PepsiCo intends to utilize its patents to enhance its presence in all the markets it operates in. Research and development (R&D) plays a crucial role in providing significant benefits to Coca-Cola consumers on a global scale. The main technology fields in which numerous patents have been filed include Packaging, Vending Equipment, Fountain Equipment, Water Treatment, and alternative refrigeration technologies. Specifically in China, water treatment and vending equipment technologies will be advantageous for capturing a larger market share. Additionally, the company will be compelled to create new technologies tailored to the specific needs of China.
Several new technologies will be utilized in the design and packaging of upcoming products. Additionally, Research and Development aims to incorporate local herbal products into the drink to enhance its energy and provide a unique local taste. To ensure efficiency, Research and Development will employ a small-scale bottling system for testing purposes. This system will confirm the feasibility of producing and bottling the new drink on a large scale. Furthermore, PepsiCo plans to conduct field tests in different regions of China to ensure the widespread acceptance of the new product.

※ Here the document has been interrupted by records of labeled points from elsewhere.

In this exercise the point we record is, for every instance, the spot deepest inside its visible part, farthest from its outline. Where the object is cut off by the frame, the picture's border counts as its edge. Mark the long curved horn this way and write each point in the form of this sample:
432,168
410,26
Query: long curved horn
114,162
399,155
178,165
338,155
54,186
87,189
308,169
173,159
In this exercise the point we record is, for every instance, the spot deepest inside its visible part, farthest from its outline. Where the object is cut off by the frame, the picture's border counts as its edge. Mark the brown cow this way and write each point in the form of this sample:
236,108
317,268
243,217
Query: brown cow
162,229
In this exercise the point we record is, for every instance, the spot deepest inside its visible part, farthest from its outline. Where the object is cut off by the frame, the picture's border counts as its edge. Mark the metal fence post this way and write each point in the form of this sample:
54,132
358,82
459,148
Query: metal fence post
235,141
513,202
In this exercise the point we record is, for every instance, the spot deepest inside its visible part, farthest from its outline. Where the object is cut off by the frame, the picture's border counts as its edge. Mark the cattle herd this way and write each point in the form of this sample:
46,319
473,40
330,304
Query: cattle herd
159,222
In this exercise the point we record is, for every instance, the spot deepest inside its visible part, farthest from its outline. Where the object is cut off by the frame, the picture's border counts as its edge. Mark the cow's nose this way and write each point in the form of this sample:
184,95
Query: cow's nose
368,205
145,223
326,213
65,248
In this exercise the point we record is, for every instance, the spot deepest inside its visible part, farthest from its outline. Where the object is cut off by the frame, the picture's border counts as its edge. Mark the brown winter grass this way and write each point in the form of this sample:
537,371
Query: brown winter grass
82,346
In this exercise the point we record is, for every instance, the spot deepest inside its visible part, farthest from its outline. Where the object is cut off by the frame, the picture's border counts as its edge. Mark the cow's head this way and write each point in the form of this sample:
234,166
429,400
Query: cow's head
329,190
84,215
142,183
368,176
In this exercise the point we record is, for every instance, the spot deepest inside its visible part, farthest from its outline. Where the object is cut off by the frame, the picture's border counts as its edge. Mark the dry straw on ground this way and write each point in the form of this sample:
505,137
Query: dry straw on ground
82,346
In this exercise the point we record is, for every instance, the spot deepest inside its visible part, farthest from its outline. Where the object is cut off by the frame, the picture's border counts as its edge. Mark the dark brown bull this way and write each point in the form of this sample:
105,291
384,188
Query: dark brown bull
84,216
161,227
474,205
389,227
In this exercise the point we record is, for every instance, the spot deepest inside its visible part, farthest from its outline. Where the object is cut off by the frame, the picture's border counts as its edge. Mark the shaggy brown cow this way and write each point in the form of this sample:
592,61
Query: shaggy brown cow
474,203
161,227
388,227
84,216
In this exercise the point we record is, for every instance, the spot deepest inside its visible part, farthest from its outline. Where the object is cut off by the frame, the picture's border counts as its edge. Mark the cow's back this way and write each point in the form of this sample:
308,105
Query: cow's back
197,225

According to Ireland and Hitt (1999, p. 43), many films encounter a turbulent, complex, and global external environment that makes their interpretation challenging. In the current rapidly changing and intricate setting, marketing managers must utilize PEST analysis to make well-informed decisions promptly. The crucial factor for achieving success in a particular country is grasping the diverse macro-environment elements that could favorably influence your business relationship. The report includes PepsiCo as a notable example in this regard.
PepsiCo has a deep understanding of China’s different external environments, consumer behaviors, and localization practices, which they consider as their long-term market strategy. As stated by Porter (1985), analyzing the macro-environment is crucial as every industry has a fundamental structure and economic and technical characteristics that need to be understood. It can be concluded that even the best products and technology may not succeed in global markets if there is a lack of awareness about the local macro-environment.